4. The fiber of claim 1, wherein said fiber includes means for suppressing signal mode energy after it is resonantly coupled into said waveguide region.
5. The fiber of claim 1, wherein said core region and waveguide regions are configured so that one of said polarization states of said core region is resonantly coupled to said waveguide region but the orthogonal polarization state is not.

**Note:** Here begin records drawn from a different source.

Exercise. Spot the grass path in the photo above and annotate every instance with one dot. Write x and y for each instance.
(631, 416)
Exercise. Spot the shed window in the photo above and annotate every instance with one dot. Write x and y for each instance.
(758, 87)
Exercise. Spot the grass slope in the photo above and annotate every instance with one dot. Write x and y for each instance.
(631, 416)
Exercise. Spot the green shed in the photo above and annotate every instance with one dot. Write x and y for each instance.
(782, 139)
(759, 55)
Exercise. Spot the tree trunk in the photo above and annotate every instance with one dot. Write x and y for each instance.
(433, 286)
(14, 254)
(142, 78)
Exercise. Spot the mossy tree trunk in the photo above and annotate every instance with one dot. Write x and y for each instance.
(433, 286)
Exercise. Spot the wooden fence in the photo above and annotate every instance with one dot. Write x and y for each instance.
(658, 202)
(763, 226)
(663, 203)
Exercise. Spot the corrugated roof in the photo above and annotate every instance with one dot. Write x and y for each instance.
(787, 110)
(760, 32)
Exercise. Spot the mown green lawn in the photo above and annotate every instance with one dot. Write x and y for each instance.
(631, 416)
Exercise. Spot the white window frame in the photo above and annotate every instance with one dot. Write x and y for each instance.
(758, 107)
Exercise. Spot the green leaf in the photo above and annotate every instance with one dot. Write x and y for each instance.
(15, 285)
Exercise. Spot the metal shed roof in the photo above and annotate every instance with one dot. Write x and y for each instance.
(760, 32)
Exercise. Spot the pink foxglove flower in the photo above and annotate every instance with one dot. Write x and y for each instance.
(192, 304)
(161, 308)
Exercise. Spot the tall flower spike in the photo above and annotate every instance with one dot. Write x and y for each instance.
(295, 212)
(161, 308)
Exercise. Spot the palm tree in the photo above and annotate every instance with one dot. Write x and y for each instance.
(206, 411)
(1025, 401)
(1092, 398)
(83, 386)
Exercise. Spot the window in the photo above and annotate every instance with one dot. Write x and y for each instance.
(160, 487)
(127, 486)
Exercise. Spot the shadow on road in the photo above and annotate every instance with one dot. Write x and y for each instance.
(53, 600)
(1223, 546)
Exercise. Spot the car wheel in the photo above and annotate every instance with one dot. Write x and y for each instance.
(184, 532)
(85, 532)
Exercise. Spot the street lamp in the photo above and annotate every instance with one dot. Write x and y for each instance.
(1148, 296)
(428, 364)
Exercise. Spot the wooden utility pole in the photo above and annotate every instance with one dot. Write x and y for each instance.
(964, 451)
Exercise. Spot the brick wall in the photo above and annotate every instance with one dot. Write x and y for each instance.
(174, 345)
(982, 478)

6. An optical fiber comprising:
a hollow core region having a longitudinal axis, said core region configured to support and guide the propagation of signal light in a transverse core mode characterized by either a first polarization state, a second orthogonal polarization state, or both, said core mode propagating in said core region in essentially the direction of said axis, and
a cladding region including a localized hollow waveguide region configured to support and guide the propagation of light in a transverse waveguide mode, characterized by either a first polarization state, a second orthogonal polarization state, or both, said waveguide mode propagating in said waveguide region in a direction essentially parallel to said axis,
said core and waveguide regions being further configured so that (i) in at least one of said regions, mode energy is distributed therein more along a first transverse axis than along a second orthogonal axis and (ii) said core mode first polarization states is resonantly coupled into said waveguide mode first polarization state,
wherein said core region includes a multiplicity of micro-defects disposed at or near the periphery thereof, said core region micro-defects being positioned in a non-rotationally symmetric pattern within the cross-section of said core region so that signal mode energy therein is distributed therein more along a first transverse axis than along a second orthogonal axis, and wherein said waveguide region includes a multiplicity of micro-defects disposed at or near the periphery thereof, said waveguide region micro-defects being positioned in a non-rotationally symmetric pattern within the cross-section of said waveguide region so that mode energy therein is distributed therein more along said second orthogonal transverse axis than along said first transverse axis,
wherein said cladding region includes an inner cladding region surrounding said core region and an outer cladding region surrounding said inner cladding region, said waveguide region being located within said inner cladding region, and
wherein fiber comprises a bandgap fiber and said inner cladding region comprises a lattice structure.